Jesus draws our attention to the widow’s hopeful expectations by saying, “Pay attention to what the dishonest judge says.  Will not God then secure the rights of his chosen ones who call out to him day and night?  Will he be slow to answer them?  I tell you, he will see to it that justice is done for them speedily.  But when the Son of Man comes, will he find faith on earth?” (Lk 18:6-8)  We should not make the mistake, however, of thinking that this teaching about prayer is encouragement to ask for material goods or social power. 

Today’s teaching about prayer is a reiteration and amplification of Jesus’ teaching about prayer that follows the Our Father in Luke’s Gospel.  After responding to his disciples request for instruction about prayer, Jesus asked rhetorically, “Which of you fathers, if your son asks for a fish, will give him a snake instead?  Or if he asks for an egg, will give him a scorpion?  If you then, though you are evil, know how to give good gifts to your children, how much more will your Father in heaven give the Holy Spirit to those who ask him!” (Lk 11:11-13) 

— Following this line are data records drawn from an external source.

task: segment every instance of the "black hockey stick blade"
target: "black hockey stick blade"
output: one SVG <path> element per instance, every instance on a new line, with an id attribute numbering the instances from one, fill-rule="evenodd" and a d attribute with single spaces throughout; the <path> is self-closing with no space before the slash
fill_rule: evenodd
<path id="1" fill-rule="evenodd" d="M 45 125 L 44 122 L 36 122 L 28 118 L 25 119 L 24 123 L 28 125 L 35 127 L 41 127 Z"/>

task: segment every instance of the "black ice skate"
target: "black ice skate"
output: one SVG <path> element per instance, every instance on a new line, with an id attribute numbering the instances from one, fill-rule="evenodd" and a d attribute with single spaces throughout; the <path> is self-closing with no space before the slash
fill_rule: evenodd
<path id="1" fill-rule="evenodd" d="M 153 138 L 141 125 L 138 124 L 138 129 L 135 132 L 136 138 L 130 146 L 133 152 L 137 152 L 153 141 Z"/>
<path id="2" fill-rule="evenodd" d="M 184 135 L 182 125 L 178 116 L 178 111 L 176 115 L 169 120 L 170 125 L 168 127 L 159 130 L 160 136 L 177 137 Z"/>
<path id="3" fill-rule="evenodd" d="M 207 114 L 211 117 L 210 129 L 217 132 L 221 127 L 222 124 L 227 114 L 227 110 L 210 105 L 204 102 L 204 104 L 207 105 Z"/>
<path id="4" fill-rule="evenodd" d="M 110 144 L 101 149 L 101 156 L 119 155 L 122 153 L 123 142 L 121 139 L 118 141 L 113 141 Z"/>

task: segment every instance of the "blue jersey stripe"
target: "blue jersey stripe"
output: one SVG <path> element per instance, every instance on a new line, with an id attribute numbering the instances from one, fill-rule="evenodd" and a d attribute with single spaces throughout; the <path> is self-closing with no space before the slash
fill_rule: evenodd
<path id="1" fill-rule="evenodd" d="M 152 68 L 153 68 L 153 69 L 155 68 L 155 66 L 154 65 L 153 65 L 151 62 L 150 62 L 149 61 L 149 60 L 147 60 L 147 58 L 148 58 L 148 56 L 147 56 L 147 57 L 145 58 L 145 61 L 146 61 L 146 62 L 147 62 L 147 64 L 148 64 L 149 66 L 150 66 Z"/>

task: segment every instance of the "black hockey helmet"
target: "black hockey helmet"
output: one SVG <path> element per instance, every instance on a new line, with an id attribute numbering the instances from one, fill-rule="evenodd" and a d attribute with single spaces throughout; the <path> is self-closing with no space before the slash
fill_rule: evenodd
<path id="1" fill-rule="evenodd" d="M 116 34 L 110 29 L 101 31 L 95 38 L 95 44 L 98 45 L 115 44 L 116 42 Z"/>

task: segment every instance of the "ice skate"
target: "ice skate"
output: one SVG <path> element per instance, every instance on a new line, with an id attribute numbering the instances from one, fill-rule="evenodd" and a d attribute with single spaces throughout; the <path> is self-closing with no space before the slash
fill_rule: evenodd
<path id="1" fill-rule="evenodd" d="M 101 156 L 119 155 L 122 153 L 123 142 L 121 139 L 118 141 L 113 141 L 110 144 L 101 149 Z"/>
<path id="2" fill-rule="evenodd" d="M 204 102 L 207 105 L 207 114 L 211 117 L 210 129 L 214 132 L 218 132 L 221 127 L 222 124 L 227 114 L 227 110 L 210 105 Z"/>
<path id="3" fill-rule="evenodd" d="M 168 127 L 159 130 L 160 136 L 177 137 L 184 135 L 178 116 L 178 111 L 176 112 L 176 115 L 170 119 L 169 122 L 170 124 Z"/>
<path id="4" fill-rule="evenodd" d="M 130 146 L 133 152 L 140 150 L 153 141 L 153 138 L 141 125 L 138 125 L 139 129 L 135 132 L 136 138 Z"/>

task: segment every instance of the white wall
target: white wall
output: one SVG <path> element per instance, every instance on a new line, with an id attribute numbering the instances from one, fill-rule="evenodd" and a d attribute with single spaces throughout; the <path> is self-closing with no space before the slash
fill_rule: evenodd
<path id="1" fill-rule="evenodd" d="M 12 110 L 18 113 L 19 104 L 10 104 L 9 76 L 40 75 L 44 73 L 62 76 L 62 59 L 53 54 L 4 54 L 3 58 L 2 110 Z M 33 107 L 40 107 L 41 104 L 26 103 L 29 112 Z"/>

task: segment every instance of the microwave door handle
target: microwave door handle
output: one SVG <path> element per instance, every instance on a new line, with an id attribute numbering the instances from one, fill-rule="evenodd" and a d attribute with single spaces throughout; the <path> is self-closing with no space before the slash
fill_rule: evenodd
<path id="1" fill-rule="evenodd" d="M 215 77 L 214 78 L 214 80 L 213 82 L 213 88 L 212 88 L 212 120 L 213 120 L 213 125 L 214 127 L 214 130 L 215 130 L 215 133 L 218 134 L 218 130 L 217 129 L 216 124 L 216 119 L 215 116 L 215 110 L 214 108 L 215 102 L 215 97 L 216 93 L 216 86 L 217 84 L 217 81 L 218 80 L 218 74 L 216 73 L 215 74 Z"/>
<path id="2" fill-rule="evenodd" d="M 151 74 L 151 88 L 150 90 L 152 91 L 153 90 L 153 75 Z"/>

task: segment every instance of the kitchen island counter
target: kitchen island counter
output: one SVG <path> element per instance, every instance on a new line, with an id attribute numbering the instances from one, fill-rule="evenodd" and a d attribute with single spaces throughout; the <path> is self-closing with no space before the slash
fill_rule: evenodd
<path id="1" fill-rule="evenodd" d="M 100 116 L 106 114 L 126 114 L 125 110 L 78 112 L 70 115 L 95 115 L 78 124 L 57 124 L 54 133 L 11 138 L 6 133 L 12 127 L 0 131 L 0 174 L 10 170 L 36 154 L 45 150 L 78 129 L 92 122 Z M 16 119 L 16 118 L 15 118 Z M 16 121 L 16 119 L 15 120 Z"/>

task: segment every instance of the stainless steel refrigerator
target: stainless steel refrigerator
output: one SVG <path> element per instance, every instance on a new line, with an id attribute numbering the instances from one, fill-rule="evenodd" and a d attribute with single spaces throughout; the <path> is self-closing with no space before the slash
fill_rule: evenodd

The Our Father and its related teaching are strictly eschatological, that is, end-of-the-age references.  The several so-called “petitions” in the Our Father are references to the Last Day, Jesus’ return in glory, and the Resurrection of the Just.  When Jesus instructed his disciples to pray “Thy Kingdom come, Thy will be done,” he was referring to the perfection and completion of God’s will to redeem the universe.  The remainder of the Our Father addresses this same theme. 

Today’s Gospel reading does not contain as many eschatological references as we see in the teaching associated with the Our Father, but it is very clearly eschatological in nature.  The theme of justice, for example, that is the center of the story line of the parable is a reference to final judgment and Divine recompense for the faithful.  In order that there might be no mistake, the Gospel author concludes this teaching with a direct reference to the Last Day when Jesus poses the rhetorical question, “When the Son of Man comes, will he find faith on earth?” (Lk 18:8)  This teaching about prayer is oriented toward, and inspired by, the hope of resurrection when Jesus returns in glory. 

There are some obvious reasons for using petitionary prayer to request Divine intervention for our material needs.  There will remain, however, two compelling reasons for being suspicious of such prayer.  First, the kinds of material goods that are often the substance of petitionary prayer are the same kinds of material goods we can obtain by our own efforts.  The world presents opportunities for us to obtain money, fame, success, and the like; for these material needs and desires, we need look no further than the opportunities that come our way today.  Second, it should be very clear to us that even the most valuable material goods are only temporary.  If you’ve forgotten this lesson, take a moment to look at the photos in the media of the destruction wrought by Hurricane Ian. 

For reasons such as these above, I suggest that the primary goal of petitionary prayer is to obtain what we cannot achieve without God’s help, that is, our eternal salvation.  The hope that inspired the widow in the parable to pursue justice for herself is not the sort of hope that one can find in material wealth; it is, rather, the sort of hope that only God can provide. 

The forgiveness of sins, and an eternity of peace with God, are gifts that are not given by the physical universe; they are gifts that only God can bestow.  For this reason, Jesus’ teaching on prayer is built around references to his return in glory and the Day of Resurrection.  When the Son of Man comes, will he find faith on earth?  I think he will find faith on earth – in the hearts of those whose hope is in God alone.